Un mezzo film su mezzo Dante


 Che Dante abbia evacuato nell’Archiano, è ovvio ma superfluo mostrarlo: tutti quelli che abbiamo studiato in storia, filosofia, letteratura, essi, per grandi e dotti e saggi e santi che siano, eccetera, hanno sempre evacuato, e così le loro donne, spiritualizzate o meno. Il “dantista” (così sta scritto nel film) si cura, se mai, di come quell’affluente dell’Arno abbia trascinato via il corpo di Bonconte; e di tutto ciò si parla nel V del Purg., ma non nel film.

 Che Dante sia stato “costretto” a partecipare alla battaglia di Campaldino, e, aggiungo, all’assedio di Caprona, è un discorso politicamente corretto, quindi falso, che osta a quanto l’Alighieri vanta nel detto V Purg., e anche in XXII Inf. e altrove, circa la sua condizione di ex combattente. C’è un cenno al saccheggio del territorio aretino, ma se ne accorge solo chi conosce l’inizio del suddetto canto. Sorvolo sullo scomodo coito mercenario in maglia di ferro!

 Beatrice era sposata; ma anche Dante lo era, dall’età di sedici anni: operazioni normalissime, a quel tempo e per molto tempo ancora, e che non comportavano una particolare partecipazione sentimentale. Qualche maligno ha trovato da fare illazioni a proposito di VIII Purg. Certo è che Gemma non seguì il marito in esilio.
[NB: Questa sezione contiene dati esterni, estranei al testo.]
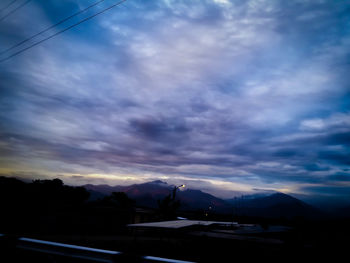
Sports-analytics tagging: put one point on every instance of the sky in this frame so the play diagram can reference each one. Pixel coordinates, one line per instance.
(229, 97)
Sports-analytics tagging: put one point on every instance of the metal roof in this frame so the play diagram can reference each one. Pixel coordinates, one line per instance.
(177, 224)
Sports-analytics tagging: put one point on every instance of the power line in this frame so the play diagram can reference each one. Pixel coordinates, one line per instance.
(14, 10)
(50, 27)
(8, 5)
(63, 30)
 A proposito di esili, vero che fu Dante a proporre di cacciare tutti i capi di parte bianca e di parte nera, che per far politica ricorrevano facilmente alle armi; ma era finita da tempo l’amicizia con Guido Cavalcanti, che scrisse un violento sonetto contro l’Alighieri. Cecco Angiolieri, invece, lo piglia in giro per le sue manie di nobiltà. Divina Commedia, appena appena accennata: è un Poema Sacro e cattolico, quindi, meglio evitare, se no si offende qualcuno?

 Di tutto ha bisogno, Dante, tranne che di essere umanizzato. In tutta la Commedia si umanizza da solo, confessando direttamente o per allusione parecchi peccati, inclusa la lupa (€€€, che però all’epoca non erano cartaccia, bensì sonanti fiorini d’oro), e mostra tante contraddizioni anche politiche; e abitudini curiose, come quella di passare in tempo nelle botteghe, e ne trae uno dei più bei versi che siano mai stati concepiti da un poeta: “come vecchio sartor fa nella cruna”. E ogni volta che mangia pane lo trova salato, sentendo in bocca di non essere a Firenze, dove il pane è sciocco.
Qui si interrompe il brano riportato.